Per tenere conto rigorosamente dell'interdipendenza dei parametri e isolare predittori anatomici indipendenti, è stata effettuata una modellazione di regressione logistica multivariabile che aggiusta per l'AL di base (Tabella 2). La significanza statistica indipendente di uno sCLD accorciato (P < 0,001), un aumento del VE (P < 0,001) e un TCPA restretto ( P = 0,0099 aggiustato) è rimasta altamente robusta, dimostrando che queste configurazioni localizzate sono associate allo sviluppo di MG in modo indipendente dopo un aggiustamento statistico per la lunghezza assiale. Di conseguenza, l'AL è stata inclusa insieme a sCLD, LV, ACD e TCPA in analisi successive per osservare le interrelazioni.

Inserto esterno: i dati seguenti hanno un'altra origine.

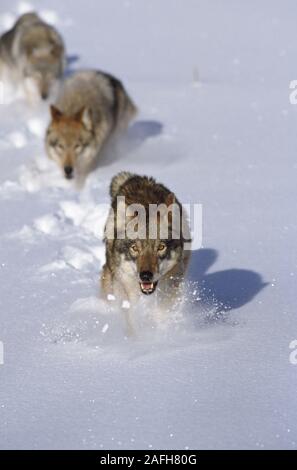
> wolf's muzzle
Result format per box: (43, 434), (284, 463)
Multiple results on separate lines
(64, 166), (73, 180)
(139, 271), (157, 295)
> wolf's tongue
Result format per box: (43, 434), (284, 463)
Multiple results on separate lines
(142, 282), (152, 289)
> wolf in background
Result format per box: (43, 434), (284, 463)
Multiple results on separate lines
(0, 12), (65, 101)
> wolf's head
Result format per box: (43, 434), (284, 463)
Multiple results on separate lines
(46, 106), (96, 179)
(21, 23), (65, 100)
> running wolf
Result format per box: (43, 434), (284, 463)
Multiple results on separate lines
(101, 172), (190, 328)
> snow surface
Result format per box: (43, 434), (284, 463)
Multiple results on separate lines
(0, 0), (297, 449)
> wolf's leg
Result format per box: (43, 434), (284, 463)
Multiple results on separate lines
(100, 264), (113, 298)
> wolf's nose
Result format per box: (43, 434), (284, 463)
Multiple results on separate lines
(64, 166), (73, 179)
(139, 271), (154, 282)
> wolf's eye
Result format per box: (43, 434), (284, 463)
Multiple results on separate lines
(74, 144), (83, 152)
(158, 242), (167, 254)
(130, 243), (138, 255)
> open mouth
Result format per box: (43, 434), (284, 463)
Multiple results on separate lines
(139, 282), (158, 295)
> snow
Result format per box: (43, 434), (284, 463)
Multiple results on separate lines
(0, 0), (297, 449)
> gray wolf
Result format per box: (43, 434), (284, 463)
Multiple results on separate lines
(0, 12), (65, 100)
(101, 172), (190, 330)
(46, 70), (136, 179)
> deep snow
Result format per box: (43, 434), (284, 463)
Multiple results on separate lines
(0, 0), (297, 449)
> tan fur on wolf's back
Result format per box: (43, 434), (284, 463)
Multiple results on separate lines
(46, 70), (136, 182)
(0, 12), (65, 101)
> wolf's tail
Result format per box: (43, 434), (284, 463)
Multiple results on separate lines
(109, 171), (133, 199)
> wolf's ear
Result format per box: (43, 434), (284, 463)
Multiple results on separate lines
(50, 104), (63, 121)
(74, 107), (93, 131)
(166, 193), (175, 206)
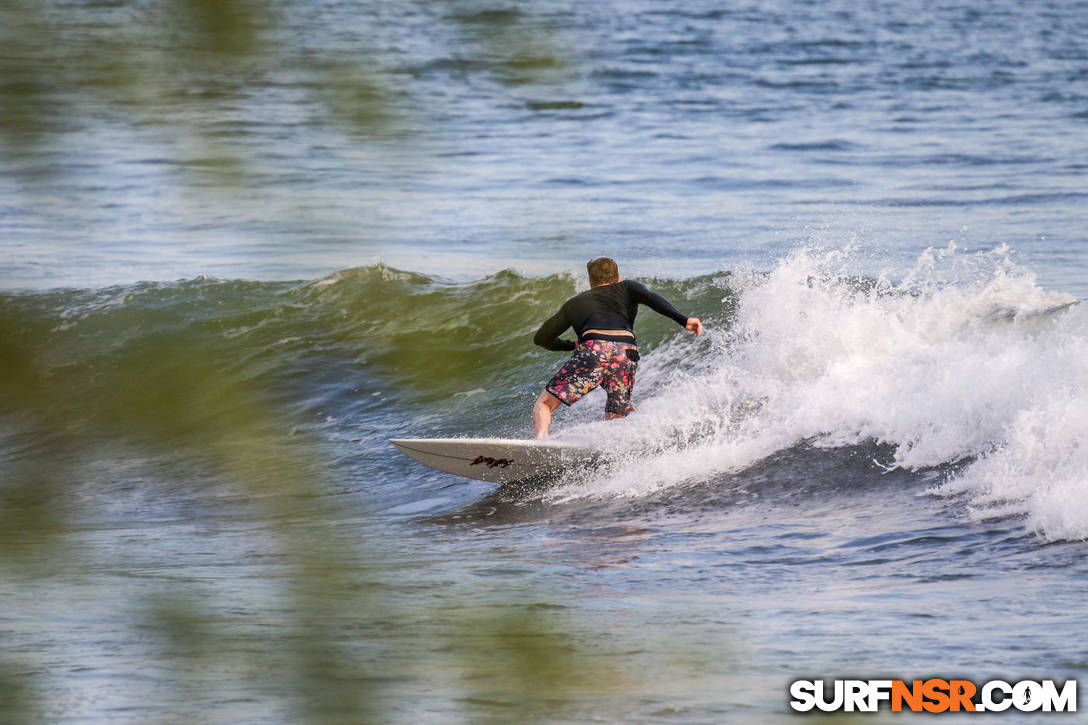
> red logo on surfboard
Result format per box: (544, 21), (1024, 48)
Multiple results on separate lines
(469, 456), (514, 468)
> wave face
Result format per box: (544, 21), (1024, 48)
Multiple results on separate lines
(552, 247), (1088, 539)
(0, 247), (1088, 539)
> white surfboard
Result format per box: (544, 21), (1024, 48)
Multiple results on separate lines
(390, 438), (601, 483)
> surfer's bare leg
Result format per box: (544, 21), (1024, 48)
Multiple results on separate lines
(533, 391), (559, 438)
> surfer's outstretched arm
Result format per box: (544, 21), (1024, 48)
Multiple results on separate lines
(627, 280), (703, 335)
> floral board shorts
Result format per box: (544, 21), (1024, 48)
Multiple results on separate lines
(544, 340), (639, 416)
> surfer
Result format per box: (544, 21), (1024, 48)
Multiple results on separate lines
(533, 257), (703, 438)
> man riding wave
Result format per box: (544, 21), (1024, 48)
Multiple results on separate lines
(533, 257), (703, 438)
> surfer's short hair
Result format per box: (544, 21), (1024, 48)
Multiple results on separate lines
(585, 257), (619, 286)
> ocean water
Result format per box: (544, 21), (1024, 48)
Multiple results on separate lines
(0, 0), (1088, 723)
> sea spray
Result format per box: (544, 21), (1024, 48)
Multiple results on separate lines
(553, 246), (1088, 538)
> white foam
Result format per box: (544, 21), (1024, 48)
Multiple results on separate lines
(556, 245), (1088, 538)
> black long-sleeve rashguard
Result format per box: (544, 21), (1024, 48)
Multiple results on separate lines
(533, 280), (688, 352)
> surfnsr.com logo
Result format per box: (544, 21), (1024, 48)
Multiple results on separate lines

Per valutare le differenze tra gruppi nella coordinazione dei parametri oculari, sono state effettuate analisi di correlazione. Sebbene nessuna di queste differenze di correlazione abbia raggiunto significatività statistica dopo la correzione FDR per confronti multipli (tutti P > aggiustati 0,05), nel gruppo MG è stata osservata una tendenza costante di correlazioni indebolite. Cambiamenti notevoli includevano: AL-ACD (controllo r = 0,718 vs. MG r = 0,334; r = -0,384); TCPA-LV (controllo r = -0,609 vs. MG r = -0,245; r = +0,364); TCPA-AL (controllo r = 0,531 vs. MG r = 0,289; r = -0,242); e sCLD-TCPA (controllo r = 0,224 vs. MG r = 0,017; r = -0,207). I diagrammi a scatter (Figura 2) hanno confermato visivamente questa discoordinazione strutturale, mostrando una maggiore dispersione dei dati nel gruppo MG, indicando una tendenza a indebolimento preoperatorio dell'accoppiamento fisiologico tra parametri oculari chiave negli occhi che successivamente hanno sviluppato la MG.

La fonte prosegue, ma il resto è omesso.